Un peu partout, des comptes rendus du dernier rapport du Haut Conseil à l’égalité entre les femmes et les hommes qui dénonce le sexisme inconscient de l’école. Mais dans Les Échos, Jean Francis Pécresse rappelle une vérité oubliée par le HCE. Certes, les professeurs interrogent plus souvent les garçons mais c’est bien leur décrochage scolaire qui prend aujourd’hui une proportion dramatique, en particulier dans les établissements difficiles. "Et si les enseignants portaient plus d’attention aux garçons tout simplement parce qu’ils ont intégré empiriquement que ceux-ci ont plus de difficultés à l’école ? Dans les zones défavorisées l’apprentissage de la virilité se fait trop souvent par le biais d’un échec scolaire qui en devient valorisé". L’urgence, ce serait d’ouvrir les yeux là-dessus.

Publicité

Ça pourrait sembler anecdotique : pour la première fois, le marché français de la pub sur internet a dépassé celui de la télévision en 2016 mais la véritable information, c’est que Google et Facebook encaissent à eux deux les deux tiers de ces 3.5 milliards d’euros. Sur le mobile, segment le plus prometteur c’est 90%. Et c’est au détriment des médias traditionnels alors même que c’est la captation des contenus de ces médias qui permet à Facebook d’être attractif.  On parle encore de libéralisme ?

Trafic de médicaments

C’est un scandale qui passe inaperçu. Il est révélé par une enquête de Sciences et Avenir. Deux spécialistes mondiaux du Sida, dont le professeur Chermann, codécouvreur du virus, ont cautionné la commercialisation en Afrique de l’Immunorex, présenté à tort comme efficace contre le VIH. Entre utilisation abusive du logo de l’ONU et de l’OMS et monnayage de participation à des essais cliniques, certains ont profité largement de la détresse humaine.

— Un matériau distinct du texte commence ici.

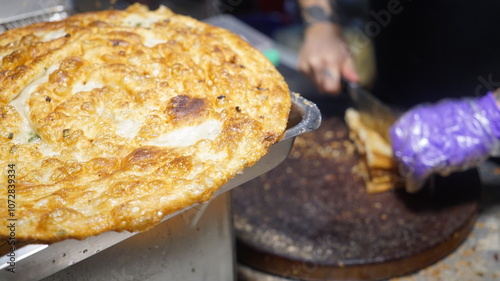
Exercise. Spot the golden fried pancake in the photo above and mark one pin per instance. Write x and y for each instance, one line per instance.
(111, 120)
(378, 166)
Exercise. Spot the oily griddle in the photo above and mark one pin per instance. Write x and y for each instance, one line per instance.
(311, 217)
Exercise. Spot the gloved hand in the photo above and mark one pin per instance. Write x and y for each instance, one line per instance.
(448, 136)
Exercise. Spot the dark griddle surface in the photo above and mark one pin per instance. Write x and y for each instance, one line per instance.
(312, 210)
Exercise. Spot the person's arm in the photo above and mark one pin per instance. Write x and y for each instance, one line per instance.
(324, 56)
(451, 135)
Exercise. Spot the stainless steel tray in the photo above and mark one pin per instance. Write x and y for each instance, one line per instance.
(40, 260)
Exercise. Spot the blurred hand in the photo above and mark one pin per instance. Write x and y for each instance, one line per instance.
(325, 58)
(448, 136)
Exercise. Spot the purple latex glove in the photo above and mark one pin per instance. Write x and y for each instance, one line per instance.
(448, 136)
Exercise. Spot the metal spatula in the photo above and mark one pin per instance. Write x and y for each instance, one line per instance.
(374, 113)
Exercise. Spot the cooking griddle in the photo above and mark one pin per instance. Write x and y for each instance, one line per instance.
(311, 219)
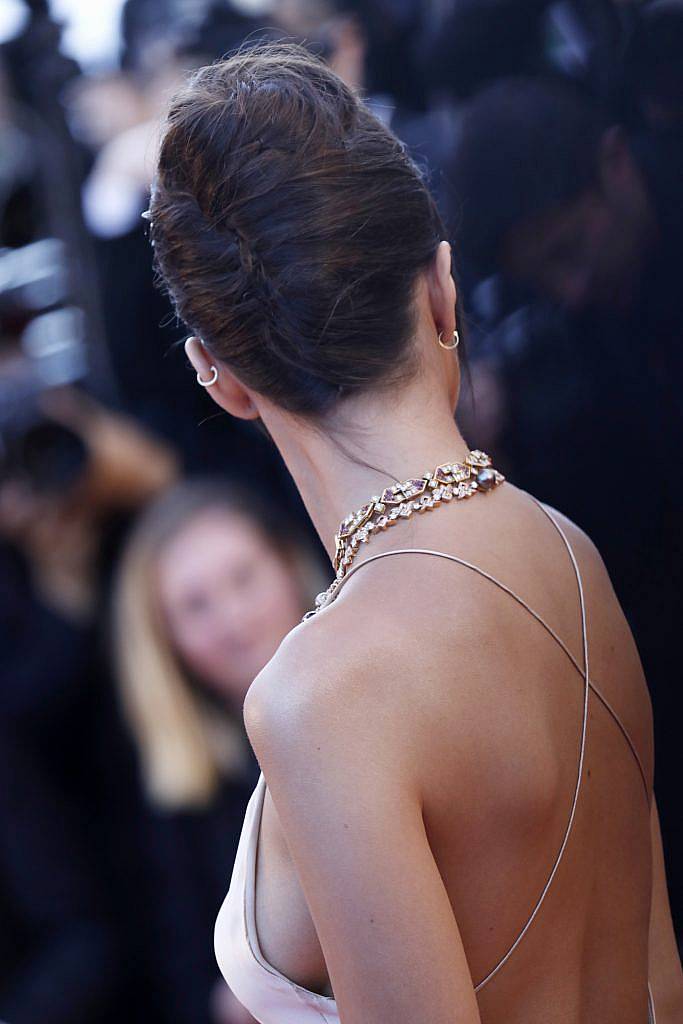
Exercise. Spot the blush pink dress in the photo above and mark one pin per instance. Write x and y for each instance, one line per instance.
(273, 998)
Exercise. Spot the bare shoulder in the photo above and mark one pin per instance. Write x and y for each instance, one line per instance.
(366, 680)
(339, 686)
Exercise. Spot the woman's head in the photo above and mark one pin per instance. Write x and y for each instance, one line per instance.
(291, 226)
(209, 584)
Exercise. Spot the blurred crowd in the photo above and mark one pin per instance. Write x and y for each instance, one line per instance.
(154, 553)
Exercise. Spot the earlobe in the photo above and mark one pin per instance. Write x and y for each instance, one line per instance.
(221, 383)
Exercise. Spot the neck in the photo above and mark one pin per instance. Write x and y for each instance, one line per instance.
(361, 449)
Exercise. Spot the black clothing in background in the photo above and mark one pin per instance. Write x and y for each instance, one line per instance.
(595, 427)
(189, 858)
(57, 952)
(70, 875)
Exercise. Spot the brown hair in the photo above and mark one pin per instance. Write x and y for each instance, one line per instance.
(290, 225)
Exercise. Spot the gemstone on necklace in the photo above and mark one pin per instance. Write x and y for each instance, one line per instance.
(460, 472)
(486, 478)
(392, 496)
(458, 479)
(413, 487)
(478, 459)
(355, 519)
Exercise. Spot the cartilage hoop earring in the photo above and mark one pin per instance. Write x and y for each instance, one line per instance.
(212, 379)
(456, 340)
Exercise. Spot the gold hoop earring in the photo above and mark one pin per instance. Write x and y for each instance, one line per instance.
(456, 341)
(212, 379)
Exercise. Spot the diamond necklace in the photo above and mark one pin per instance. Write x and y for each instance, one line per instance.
(399, 501)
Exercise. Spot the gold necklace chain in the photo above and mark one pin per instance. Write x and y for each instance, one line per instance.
(399, 501)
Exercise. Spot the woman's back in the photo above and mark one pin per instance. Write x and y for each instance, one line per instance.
(496, 708)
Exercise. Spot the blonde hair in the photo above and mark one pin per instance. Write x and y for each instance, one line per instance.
(185, 744)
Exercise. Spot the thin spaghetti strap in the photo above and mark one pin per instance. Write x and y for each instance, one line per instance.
(508, 590)
(580, 772)
(584, 671)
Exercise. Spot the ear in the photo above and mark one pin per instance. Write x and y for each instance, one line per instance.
(442, 293)
(227, 391)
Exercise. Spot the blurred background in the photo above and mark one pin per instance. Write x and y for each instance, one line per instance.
(142, 582)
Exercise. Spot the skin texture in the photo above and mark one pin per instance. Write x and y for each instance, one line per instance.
(420, 739)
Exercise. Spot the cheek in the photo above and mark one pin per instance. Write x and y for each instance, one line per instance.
(193, 638)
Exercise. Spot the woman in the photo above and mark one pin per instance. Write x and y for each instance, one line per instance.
(423, 738)
(209, 584)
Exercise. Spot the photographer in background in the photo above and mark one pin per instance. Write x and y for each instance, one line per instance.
(71, 476)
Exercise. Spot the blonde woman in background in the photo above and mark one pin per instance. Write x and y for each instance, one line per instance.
(208, 586)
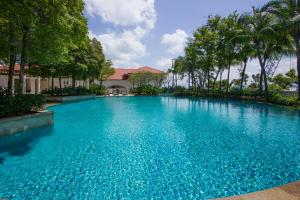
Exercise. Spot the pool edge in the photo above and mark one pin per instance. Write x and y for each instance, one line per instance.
(289, 191)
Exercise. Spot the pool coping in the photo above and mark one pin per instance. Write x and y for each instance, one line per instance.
(289, 191)
(13, 125)
(65, 99)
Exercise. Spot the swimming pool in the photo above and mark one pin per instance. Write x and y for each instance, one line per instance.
(153, 147)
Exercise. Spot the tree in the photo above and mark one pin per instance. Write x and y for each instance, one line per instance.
(288, 15)
(267, 40)
(106, 71)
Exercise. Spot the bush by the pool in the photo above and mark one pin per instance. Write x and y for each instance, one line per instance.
(19, 104)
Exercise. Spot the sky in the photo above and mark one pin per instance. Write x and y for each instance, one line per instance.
(137, 33)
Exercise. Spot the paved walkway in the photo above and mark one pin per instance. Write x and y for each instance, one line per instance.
(286, 192)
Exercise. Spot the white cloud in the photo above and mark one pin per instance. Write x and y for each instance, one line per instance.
(175, 41)
(123, 48)
(124, 13)
(253, 67)
(164, 63)
(136, 17)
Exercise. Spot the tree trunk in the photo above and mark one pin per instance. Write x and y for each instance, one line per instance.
(266, 85)
(12, 57)
(228, 77)
(12, 62)
(23, 61)
(189, 80)
(220, 85)
(208, 81)
(243, 74)
(215, 79)
(52, 85)
(73, 82)
(262, 63)
(298, 63)
(261, 81)
(60, 86)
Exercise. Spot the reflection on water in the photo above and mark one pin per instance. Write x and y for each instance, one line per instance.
(22, 143)
(228, 105)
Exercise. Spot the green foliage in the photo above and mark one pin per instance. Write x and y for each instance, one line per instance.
(283, 100)
(19, 104)
(68, 91)
(98, 90)
(146, 78)
(146, 90)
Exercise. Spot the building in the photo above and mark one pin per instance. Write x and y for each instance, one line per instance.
(115, 84)
(35, 85)
(119, 83)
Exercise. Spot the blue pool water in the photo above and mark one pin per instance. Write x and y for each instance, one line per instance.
(152, 148)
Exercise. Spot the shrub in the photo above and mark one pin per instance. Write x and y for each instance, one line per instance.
(283, 100)
(68, 91)
(98, 90)
(146, 90)
(19, 104)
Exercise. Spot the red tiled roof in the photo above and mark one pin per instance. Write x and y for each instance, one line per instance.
(4, 69)
(122, 73)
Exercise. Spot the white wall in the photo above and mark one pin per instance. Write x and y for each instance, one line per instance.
(124, 83)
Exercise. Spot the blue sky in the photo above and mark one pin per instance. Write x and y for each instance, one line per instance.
(151, 32)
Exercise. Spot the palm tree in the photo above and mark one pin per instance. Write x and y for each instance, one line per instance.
(244, 46)
(288, 13)
(266, 39)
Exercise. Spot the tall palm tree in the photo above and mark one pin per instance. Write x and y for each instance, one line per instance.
(245, 47)
(266, 40)
(288, 13)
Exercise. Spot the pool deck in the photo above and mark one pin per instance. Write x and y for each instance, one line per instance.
(286, 192)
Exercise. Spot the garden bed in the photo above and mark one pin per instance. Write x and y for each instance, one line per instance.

Quel rapport entre une robe de mariée, une bouteille d’urine, des sous-vêtements,  une cabine de douche et un congélateur contenant des poulets ? C’est le Journal de Saône et Loire qui nous l’apprend : on trouve tout cela au bord de la route Centre Europe Atlantique, qui traverse le département. La palme revient à Mc Donald : les consommateurs abandonnent des tonnes de sacs de fastfood sur les bas-côtés. Pour la robe de mariée, le journal s’interroge : divorce, cérémonie qui tourne mal ? Il faudra scruter les routes après le passage de la caravane Macron-Bayrou.